I can also add that allicin, the antioxidant in garlic and other alliums that is thought to have many health benefits, is present in much higher levels in the green part of the garlic plant than in the cloves that you typically cook with, so eating the plant bits is good for you as well as tasty.
I am also experimenting with dehydrating scapes and grinding them into powder. I am not doing this with garlic scapes because I prefer to eat them as is, but I have been dehydrating onion and shallot scapes so that they can be ground into an attractive green powder that, I hope, will be useful for seasoning. So far, I have sprinkled some over salad with good effect. I am thinking about using it to coat chicken thighs, along with salt, and then searing them in olive oil and finishing them in the oven. I’m not sure how the green color will play out in this context, but I think it will brown enough that it will not be particularly startling.
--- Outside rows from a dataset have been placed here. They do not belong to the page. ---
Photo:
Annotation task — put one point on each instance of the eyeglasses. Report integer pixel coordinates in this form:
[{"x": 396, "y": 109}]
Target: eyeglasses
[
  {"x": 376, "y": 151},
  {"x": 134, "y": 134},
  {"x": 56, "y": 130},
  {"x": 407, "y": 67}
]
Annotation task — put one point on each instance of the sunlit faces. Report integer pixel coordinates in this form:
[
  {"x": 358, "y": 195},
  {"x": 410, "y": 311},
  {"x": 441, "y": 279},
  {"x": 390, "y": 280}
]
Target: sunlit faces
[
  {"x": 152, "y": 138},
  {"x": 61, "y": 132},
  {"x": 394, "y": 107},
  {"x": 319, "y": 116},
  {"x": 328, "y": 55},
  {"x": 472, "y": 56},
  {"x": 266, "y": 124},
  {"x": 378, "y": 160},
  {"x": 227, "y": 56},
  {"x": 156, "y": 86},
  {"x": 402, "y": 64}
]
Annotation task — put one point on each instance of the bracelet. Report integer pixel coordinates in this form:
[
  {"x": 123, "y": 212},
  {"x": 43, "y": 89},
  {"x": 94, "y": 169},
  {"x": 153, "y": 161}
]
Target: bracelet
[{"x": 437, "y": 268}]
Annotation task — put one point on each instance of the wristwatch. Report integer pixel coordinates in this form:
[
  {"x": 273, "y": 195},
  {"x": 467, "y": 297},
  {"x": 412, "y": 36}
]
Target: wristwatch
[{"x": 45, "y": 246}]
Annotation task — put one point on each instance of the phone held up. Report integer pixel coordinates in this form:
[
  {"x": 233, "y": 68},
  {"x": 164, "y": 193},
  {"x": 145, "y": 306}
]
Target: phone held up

The best advice that I can give to vegetable gardeners is: grow green garlic. Grow a lot of it. Use the greens, and ignore any rigid advice to use the white parts only, because you would be missing the best part of the garlic. Remember to slice crosswise in 1/4″ slices when using the whole stalk and leaves, since they are not as tender as the scape, and once the scape appears, the stalk and leaves are too tough to use. Try it every which way, because you are probably going to love at least some cooking methods. Click the tag for “green garlic” at the head of this post to look at all my various experiments with it.  If your space is limited and you can’t grow enough for your yearly needs, you can eat all your garlic as green garlic and then buy heads of garlic at your farmers’ market, grocery, or food co-op for winter use. If you are limited to a small space, there is no point in using it on storage vegetables.
Be aware that you can create a very long season by choosing a number of different varieties. My green garlic season starts in mid-March with the very early Chinese Pink, and right now in late May the late Mount Hood and elephant garlic are still providing wonderful green garlic. I buy all my garlic from Territorial Seeds, and I strongly recommend getting your order in by June because the most interesting varieties sell out quickly. It will be delivered in fall in time for planting. This year I have finally planted enough that I think I will be able to replant from my own stock; in previous years, I’m afraid I have gluttonously eaten it all.